Desde o fim do Estado Novo, em 1946, o Congresso fez dezenas de CPIs, que são rotina. O que causa enorme interesse agora é o mensalão, prestes a ser julgado pelo STF. Em paralelo, na CPI do Cachoeira, a sociedade se pergunta por que governadores e parlamentares foram se envolver com um contraventor. Ainda não se pode falar em pizza, pois a função da CPI é apurar e não punir, mas não se deve esperar nenhuma grande transformação, já que o relatório final da CPI seguirá para o Judiciário, onde novo processo se inicia. O problema é se o inquérito da CPI só apresentar indícios, e não provas: aí perde-se o interesse público e o caso é esquecido. Por enquanto, nos primeiros dias de trabalho, a CPI foi a mais lenta em 20 anos, e o que está ocorrendo é para "espantar burguesia". Não houve conclusão alguma até agora. Quanto ao governo temer uma devassa na Delta, acho difícil o Planalto controlar tudo. Pior mesmo foi o encontro de Lula com Gilmar Mendes. Foi lamentável Lula, num relacionamento não democrático, tentar forçar um ministro a manobrar julgamento. Lula não se controla, errou muito e não se convenceu de que seu mandato acabou. Este encontro não mudará os rumos da CPI, mas o STF vai dar uma resposta: o processo do mensalão está findo e as provas, corrigidas. O Supremo não tem decepcionado a opinião pública e age com equilíbrio e muita cautela.
Cachoeira
Acusado de comandar a exploração do jogo ilegal em Goiás, Carlos Augusto Ramos, o Carlinhos Cachoeira, foi preso na Operação Monte Carlo, da Polícia Federal, em fevereiro, 8 anos após divulgação de vídeo em que Waldomiro Diniz, assessor do então ministro da Casa Civil, José Dirceu (PT), lhe pedia propina. O escândalo culminou na CPI dos Bingos e na revelação do suposto esquema de pagamento de parlamentares conhecido por mensalão.
Dia D de Demóstenes
Escutas telefônicas da PF apontaram contatos entre Cachoeira e o senador Demóstenes Torres (GO). Reportagens afirmaram que o grupo de Cachoeira forneceu telefones antigrampos para políticos, entre eles Demóstenes, e que o senador pediu ao empresário que lhe emprestasse dinheiro e vazou informações reservadas de reuniões.

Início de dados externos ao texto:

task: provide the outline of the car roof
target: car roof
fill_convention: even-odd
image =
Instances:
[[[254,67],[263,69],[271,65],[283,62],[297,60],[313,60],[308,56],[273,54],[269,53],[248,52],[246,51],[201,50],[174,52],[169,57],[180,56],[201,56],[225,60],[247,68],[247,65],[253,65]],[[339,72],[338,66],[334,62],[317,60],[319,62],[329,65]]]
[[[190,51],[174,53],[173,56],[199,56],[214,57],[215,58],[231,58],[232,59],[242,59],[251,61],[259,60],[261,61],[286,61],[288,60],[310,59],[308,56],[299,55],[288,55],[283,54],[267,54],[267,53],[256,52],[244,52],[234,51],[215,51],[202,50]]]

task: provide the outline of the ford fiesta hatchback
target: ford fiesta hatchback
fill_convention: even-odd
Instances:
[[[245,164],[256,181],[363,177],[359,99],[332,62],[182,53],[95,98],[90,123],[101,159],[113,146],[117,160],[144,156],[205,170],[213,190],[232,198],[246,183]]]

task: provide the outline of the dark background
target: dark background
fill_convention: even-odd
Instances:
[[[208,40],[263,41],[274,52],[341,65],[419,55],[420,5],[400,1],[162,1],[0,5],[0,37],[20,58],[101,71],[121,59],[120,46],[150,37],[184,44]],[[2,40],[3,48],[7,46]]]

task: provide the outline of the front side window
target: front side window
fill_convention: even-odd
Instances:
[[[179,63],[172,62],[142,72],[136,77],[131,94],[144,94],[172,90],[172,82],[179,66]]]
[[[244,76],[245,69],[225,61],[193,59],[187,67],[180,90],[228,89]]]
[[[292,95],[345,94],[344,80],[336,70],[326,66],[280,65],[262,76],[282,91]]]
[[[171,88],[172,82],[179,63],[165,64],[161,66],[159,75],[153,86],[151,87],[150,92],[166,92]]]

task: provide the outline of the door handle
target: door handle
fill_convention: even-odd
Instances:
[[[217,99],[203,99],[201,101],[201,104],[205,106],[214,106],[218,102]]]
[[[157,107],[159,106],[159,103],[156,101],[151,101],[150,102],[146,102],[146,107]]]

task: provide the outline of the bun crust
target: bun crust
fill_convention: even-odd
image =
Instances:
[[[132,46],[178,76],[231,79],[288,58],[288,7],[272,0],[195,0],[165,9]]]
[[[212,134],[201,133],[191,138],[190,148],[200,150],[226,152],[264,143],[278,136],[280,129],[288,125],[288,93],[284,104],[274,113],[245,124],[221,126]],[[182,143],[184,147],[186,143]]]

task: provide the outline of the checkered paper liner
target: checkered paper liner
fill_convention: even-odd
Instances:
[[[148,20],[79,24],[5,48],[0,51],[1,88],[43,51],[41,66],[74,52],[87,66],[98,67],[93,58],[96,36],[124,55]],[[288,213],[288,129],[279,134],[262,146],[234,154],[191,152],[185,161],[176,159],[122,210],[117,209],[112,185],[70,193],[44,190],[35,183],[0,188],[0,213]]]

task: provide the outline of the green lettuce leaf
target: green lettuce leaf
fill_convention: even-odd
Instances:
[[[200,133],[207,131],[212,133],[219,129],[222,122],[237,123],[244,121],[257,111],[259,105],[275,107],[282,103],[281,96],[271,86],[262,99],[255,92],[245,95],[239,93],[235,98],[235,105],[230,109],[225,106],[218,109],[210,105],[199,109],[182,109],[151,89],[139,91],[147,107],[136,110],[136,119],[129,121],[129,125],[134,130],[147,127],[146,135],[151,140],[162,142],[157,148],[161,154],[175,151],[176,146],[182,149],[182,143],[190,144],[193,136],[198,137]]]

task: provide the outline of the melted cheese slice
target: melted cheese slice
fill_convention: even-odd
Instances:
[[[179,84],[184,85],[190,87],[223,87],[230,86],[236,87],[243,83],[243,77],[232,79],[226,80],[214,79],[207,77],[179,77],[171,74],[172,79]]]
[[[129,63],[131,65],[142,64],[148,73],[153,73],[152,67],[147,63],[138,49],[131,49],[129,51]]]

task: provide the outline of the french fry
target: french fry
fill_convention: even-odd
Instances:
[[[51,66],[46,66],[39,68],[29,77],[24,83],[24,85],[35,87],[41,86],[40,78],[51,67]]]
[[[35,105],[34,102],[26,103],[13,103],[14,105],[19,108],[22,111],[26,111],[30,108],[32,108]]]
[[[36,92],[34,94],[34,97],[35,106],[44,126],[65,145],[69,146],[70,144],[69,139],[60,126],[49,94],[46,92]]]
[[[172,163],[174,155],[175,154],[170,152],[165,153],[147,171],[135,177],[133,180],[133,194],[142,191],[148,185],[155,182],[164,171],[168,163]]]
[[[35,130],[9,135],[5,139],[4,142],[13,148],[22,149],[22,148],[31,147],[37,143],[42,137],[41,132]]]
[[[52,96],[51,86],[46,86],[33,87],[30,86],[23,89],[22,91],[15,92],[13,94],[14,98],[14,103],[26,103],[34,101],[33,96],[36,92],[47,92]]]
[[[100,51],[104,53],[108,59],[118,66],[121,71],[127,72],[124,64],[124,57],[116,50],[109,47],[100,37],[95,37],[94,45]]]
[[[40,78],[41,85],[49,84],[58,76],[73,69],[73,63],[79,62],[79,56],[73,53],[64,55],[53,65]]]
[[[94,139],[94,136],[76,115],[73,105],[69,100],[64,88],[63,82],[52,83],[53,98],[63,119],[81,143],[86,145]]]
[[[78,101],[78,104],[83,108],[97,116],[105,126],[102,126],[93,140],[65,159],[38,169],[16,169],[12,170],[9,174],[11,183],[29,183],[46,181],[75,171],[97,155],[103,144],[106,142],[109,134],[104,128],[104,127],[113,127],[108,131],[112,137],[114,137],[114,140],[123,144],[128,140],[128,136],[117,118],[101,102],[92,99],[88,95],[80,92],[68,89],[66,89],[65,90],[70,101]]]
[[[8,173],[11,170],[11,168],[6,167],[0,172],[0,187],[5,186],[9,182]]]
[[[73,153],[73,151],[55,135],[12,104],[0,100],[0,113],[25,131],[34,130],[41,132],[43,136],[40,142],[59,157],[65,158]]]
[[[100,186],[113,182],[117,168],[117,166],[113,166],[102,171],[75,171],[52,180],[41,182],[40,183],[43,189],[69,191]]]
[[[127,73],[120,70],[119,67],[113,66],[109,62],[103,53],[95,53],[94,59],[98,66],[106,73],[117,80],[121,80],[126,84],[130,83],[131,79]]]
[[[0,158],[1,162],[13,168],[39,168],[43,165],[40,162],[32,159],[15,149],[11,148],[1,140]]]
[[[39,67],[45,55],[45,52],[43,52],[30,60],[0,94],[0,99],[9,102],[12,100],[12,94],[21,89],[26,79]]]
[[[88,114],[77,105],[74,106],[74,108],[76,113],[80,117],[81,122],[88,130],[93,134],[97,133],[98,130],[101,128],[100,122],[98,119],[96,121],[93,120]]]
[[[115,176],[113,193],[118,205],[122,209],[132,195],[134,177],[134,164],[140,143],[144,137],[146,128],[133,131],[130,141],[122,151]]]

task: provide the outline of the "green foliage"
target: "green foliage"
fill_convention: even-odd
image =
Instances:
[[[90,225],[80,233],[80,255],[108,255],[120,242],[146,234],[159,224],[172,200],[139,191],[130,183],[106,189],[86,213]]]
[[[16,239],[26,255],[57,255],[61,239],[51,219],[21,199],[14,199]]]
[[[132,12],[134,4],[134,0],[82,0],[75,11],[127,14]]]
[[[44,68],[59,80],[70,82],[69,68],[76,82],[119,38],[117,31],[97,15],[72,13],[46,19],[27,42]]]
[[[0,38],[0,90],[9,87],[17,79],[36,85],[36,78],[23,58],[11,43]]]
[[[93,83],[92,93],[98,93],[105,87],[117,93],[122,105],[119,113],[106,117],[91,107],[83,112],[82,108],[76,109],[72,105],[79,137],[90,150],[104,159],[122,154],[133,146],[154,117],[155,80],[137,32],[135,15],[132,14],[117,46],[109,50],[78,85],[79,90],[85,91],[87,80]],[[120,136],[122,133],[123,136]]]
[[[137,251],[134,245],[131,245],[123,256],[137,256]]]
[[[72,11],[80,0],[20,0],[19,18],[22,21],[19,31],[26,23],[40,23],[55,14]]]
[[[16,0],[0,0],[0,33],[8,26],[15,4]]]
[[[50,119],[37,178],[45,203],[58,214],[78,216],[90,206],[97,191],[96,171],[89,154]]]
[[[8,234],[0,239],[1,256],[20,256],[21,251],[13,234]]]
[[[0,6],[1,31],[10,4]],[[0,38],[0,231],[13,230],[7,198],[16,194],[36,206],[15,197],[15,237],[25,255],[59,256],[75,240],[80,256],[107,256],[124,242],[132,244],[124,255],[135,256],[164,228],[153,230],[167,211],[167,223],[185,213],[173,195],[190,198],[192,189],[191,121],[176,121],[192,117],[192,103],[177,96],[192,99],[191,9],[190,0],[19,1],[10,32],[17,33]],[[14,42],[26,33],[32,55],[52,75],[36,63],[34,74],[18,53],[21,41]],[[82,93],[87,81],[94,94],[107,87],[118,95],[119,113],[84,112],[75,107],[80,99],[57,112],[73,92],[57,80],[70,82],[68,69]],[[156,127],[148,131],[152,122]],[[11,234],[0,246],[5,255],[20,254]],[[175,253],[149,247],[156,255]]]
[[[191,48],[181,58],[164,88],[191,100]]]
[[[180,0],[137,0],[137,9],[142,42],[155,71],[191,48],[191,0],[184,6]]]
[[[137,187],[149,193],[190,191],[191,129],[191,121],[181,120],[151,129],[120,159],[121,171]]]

Quebra de sigilo Demóstenes saiu do DEM e o PSOL representou contra ele no Conselho de Ética. As denúncias começaram a atingir outros políticos, agentes públicos e empresas. Após a publicação de suspeitas de que a construtora Delta, maior recebedora de recursos do governo federal nos últimos anos, faça parte do esquema de Cachoeira, a empresa perdeu contratos.
Governadores
O vazamento das conversas apontam encontros de Cachoeira com os governadores Agnelo Queiroz (PT), do Distrito Federal, e Marconi Perillo (PSDB), de Goiás. Em 19 de abril, o Congresso criou a CPI mista do Cachoeira. Após um primeiro mês de marasmo e troca de farpas entre membros, o depoimento dos governadores e a quebra de sigilo do comando central da Delta podem provocar estragos.
Impacto no Planalto
O que a CPI produzir pode trazer problema para Dilma. A Delta é a empreiteira favorita dos políticos governistas. "Tiraram o gênio da lâmpada e não sabem como colocar dentro de volta", diz um deputado.